I think people might find me ridiculous for the sudden change of attitude.


I guess the reason is because when I have not known the person for long, I tend to tolerate whatever things I do not like about the person, and get along well with the person.

People might say, it's better to say things out.

But I guess it's just me... by the time I "say it out", it means the person has already gone way beyond the limit border line...

Meaning I already dislike the person alot till I can't tolerate anymore.


It happened to me and my ex, he kept saying personality has got nothing to do with r/s.

In fact, it is a big problem because if 2 persons can't get along, they can't be together for long, for sure.

He was arguing in one of our quarrels that I wasn't like that before and blah blah.

Actually, I think initially, love is blind, and of course you wouldn't think of your the other one as a bad person right?

And even if there were some parts of him I did not like I would just tolerate.

As time pass, I realise I couldn't take it anymore.

I would get pissed off with the most tiny thing he do be it good or bad.

Finally had a clean break after struggling for months (meaning a few months = already breakup but not clean break).


Then as Murphy's Law or the Rule of Life goes, whatever you can't handle will come back to you.

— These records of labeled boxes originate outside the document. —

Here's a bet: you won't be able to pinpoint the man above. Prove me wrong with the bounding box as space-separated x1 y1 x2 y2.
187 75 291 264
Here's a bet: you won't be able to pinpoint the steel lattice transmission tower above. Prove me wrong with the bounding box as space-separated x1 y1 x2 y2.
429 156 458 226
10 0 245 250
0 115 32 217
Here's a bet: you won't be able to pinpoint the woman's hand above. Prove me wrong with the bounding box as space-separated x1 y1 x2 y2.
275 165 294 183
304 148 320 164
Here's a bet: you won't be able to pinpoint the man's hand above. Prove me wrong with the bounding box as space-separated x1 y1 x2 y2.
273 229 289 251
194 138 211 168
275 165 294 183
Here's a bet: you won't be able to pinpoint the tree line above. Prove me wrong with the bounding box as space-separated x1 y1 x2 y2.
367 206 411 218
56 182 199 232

I was quite okay with my colleague when I joined this company.

I did not really like her character and there's many parts of her I dislike.

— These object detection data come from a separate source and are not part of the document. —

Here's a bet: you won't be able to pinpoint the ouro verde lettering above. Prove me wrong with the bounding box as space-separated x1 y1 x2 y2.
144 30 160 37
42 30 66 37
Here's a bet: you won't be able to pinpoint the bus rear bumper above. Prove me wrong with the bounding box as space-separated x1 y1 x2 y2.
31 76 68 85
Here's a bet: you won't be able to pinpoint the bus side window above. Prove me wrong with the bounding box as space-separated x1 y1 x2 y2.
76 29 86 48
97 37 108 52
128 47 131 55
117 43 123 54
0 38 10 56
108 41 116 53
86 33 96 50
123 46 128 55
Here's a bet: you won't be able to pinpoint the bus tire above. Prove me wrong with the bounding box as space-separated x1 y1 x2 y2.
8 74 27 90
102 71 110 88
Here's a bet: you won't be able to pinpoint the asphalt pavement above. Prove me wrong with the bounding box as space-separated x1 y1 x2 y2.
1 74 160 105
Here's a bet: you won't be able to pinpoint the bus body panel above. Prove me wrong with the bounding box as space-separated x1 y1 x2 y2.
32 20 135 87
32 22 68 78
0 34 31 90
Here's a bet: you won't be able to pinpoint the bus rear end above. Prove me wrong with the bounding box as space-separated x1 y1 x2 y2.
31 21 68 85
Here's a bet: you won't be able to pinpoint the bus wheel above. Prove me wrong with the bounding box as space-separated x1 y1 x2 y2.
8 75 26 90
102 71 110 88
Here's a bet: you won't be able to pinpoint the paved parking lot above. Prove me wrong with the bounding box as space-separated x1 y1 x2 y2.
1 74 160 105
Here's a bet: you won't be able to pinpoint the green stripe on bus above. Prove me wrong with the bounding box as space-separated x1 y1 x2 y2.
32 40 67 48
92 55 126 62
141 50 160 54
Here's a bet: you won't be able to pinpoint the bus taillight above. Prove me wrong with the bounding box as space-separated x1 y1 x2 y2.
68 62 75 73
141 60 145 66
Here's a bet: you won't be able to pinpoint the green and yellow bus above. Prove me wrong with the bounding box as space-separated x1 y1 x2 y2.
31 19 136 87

Nevertheless, we still got along and had lots to chat.

As time passes, I realise that I could not take it anymore.

Then I sorta burst and she also knew I dislike her alot, and she's showing a fucking attitude and fucking face everyday now.

It's like she'd far cross the borderline.


PATIENCE HAS ITS LIMITS!!

Though people who cross the limits usually do not realise it.


I'm now trying to handle this mental torture almost everyday.

People might laugh at me, but I really got diarrohea due to nervous breakdown.

Sometimes maybe it's me who is being sensitive but that's because I really dislike her so much to the extent that I hate to see her stupid face.


Somehow I feel that it's quite similiar to my ex.

Some common traits includes being extremely naggy, always thinking they are right and expect people to think the same (often illogical), attitude problem (as in the way they speak) and "trying to make people feel they are very good people.

I would not list them as an individual but would rather group them as one kind.

The kind of people that I hate most.

Of course, anyone being labelled into that group would deny all these accuses and insist they are right (not necessary mentioning the word "I am right").

Therefore, it's a waste of energy to argue with them; it would just results in nothing but more irritation.


Maybe one day when I have the mood or need to vent my frustration I would post the long story of how irritating that bitch is and why I hate her so much.


For goodness sake.

I have handled one of such person and handling one now.

Dear god, please get them out of my life!!